Doing the shit I've done has given me a big confidence boost. It has made it possible for me to be proud of myself, my body, my mind, all that bullshit. I am not afraid to try shit, to be completely batshit crazy, to be a little bit stalkerish, to say and do shit no one else would DREAM of doing, because I have learned in the last 6 years that more often than not, if you take the chance, SOMETHING will come from it. NOTHING, nothing to me is impossible anymore. No guy is out of reach, no guy is too good, no guy is too well known. I have confidence in situations other people see as hopeless. Why? Because I have managed to pull off some of the shadiest fucking scenarios with athletes that I've learned nothing is impossible, ever. And you should always take the shot and risk being viewed as a fucking nut job.

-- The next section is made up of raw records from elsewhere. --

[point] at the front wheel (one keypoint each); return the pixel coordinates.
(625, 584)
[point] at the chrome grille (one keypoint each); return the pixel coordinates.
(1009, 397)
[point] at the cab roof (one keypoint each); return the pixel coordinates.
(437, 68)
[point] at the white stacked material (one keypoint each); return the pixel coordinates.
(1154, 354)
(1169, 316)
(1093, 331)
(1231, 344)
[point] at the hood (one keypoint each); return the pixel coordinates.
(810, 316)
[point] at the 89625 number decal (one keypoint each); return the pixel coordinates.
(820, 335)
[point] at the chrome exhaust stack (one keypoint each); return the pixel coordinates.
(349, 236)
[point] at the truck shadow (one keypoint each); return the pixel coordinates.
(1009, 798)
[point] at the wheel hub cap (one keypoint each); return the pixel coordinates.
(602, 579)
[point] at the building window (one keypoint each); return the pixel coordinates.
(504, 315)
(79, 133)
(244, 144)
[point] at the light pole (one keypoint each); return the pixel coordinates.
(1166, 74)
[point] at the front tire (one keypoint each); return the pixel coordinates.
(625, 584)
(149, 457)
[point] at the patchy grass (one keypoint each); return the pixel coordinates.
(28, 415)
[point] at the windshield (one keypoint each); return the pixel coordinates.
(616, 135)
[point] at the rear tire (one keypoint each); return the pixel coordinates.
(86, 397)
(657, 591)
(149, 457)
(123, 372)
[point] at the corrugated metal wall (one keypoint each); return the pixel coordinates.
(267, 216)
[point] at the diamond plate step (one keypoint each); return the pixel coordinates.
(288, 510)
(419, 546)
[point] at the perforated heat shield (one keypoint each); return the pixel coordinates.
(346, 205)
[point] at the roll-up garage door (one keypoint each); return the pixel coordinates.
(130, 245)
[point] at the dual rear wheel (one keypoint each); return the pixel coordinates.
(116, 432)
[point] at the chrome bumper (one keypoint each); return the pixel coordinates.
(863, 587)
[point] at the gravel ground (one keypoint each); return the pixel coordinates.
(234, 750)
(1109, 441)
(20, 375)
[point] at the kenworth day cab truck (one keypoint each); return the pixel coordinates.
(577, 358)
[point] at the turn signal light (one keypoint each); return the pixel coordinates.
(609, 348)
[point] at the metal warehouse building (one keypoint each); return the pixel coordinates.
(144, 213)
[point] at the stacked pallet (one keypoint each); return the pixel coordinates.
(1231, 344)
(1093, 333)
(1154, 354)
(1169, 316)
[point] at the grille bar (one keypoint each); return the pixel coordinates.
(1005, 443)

I love my life. That's why I go to all this trouble. Because it's for me. Just because other people benefit from it too, doesn't mean I don't as well.
PS- That's me tailgating at a Rascal Flatts concert in Virginia senior year of college. Possibly the most unflattering picture of me ever, however, I find it hilarious and I love it. I was wasted. Part of me wants to say I was laughing because I dropped a key in the portopotty or something.